Erweiterung auf neue Zielgruppen

Sinnvoll ist zum Beispiel die Erweiterung der Mehrwertkonten auf mögliche neue Zielgruppen, wie sie die Haspa für Jugendliche und Studenten vorgenommen hat. Mit den richtigen Paketlösungen können auch zukünftige Kundengruppen schon früh an das Institut gebunden und mit der Weiterentwicklung in Beruf und Privatleben in die ertragreichen Kern-Kontogruppen überführt werden. 2007 hat die Haspa das Mehrwertkonto-Konzept mit dem sogenannten Haspa Mäuse-Konto sogar auf die Jüngsten ausgedehnt.

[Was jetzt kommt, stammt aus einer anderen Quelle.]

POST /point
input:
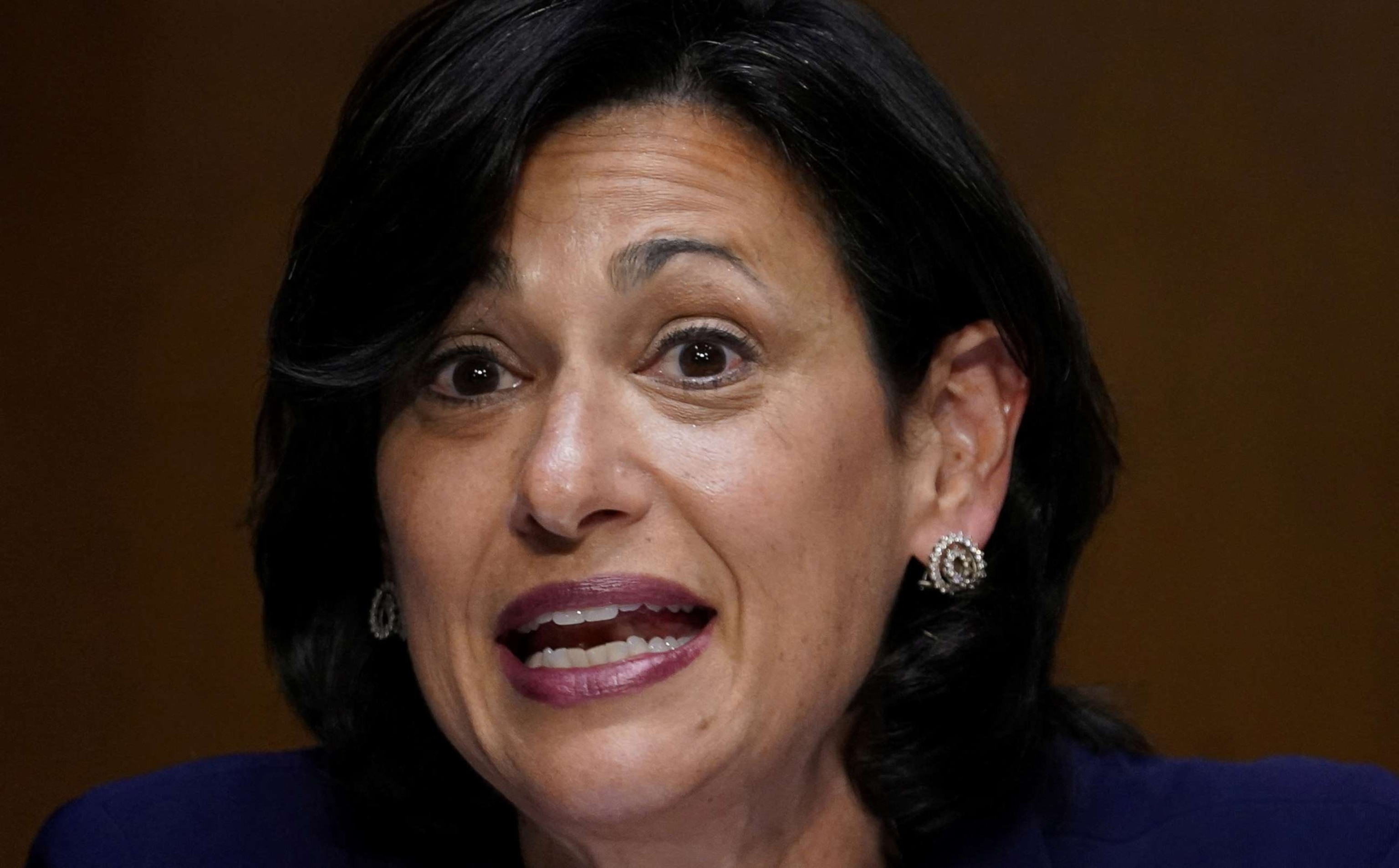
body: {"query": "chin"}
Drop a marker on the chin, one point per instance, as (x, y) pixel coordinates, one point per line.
(608, 775)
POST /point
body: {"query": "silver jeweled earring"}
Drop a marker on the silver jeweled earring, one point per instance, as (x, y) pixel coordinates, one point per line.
(385, 618)
(955, 567)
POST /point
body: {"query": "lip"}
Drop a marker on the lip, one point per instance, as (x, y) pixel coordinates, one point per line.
(563, 688)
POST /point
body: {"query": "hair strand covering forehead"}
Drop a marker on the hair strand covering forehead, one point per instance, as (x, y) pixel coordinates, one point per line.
(959, 709)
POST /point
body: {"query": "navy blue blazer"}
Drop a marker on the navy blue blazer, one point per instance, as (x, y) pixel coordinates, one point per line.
(276, 810)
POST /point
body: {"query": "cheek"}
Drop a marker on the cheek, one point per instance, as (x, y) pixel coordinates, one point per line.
(439, 512)
(802, 502)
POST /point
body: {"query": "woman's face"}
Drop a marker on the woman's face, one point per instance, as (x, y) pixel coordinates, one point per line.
(662, 397)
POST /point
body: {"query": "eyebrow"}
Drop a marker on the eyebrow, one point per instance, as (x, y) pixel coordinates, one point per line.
(632, 266)
(638, 262)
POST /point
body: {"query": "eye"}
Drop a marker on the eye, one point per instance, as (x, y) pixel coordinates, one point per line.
(703, 357)
(470, 374)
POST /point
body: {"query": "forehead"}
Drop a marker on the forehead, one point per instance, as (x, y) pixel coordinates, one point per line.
(651, 170)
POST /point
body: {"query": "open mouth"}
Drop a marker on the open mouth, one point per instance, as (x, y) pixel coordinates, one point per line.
(594, 636)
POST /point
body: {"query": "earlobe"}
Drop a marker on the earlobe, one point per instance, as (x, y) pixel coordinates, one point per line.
(962, 434)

Ebenfalls wichtig ist die kontinuierliche Weiterentwicklung der eigentlichen Mehrwerte innerhalb der Pakete. So werden manche Leistungen wie die Wiederbeschaffung verloren gegangener Flugtickets durch die zunehmende Umstellung auf papierlose Buchungen von der technischen Entwicklung langsam obsolet. Gleichzeitig bietet zum Beispiel der Wandel im Einkaufs- und Zahlungsverkehr wie Online-Shopping eine Fülle neuer und relevanter Möglichkeiten, Kunden attraktive neue Mehrwerte rund um Sicherheit und Bequemlichkeit anzubieten.

Sparkassen, die vom krisenbedingten Zustrom an Kunden und Geldern nicht nur kurzfristig profitieren wollen, sollten jetzt aktiv werden. Wer dem Beispiel der Haspa folgt und schon in der Krise dauerhafte Beziehungen mit Mehrwert aufbaut, kann im wirtschaftlichen Aufschwung doppelt profitieren: mit treuen Kunden und einem solideren Geschäftsmodell.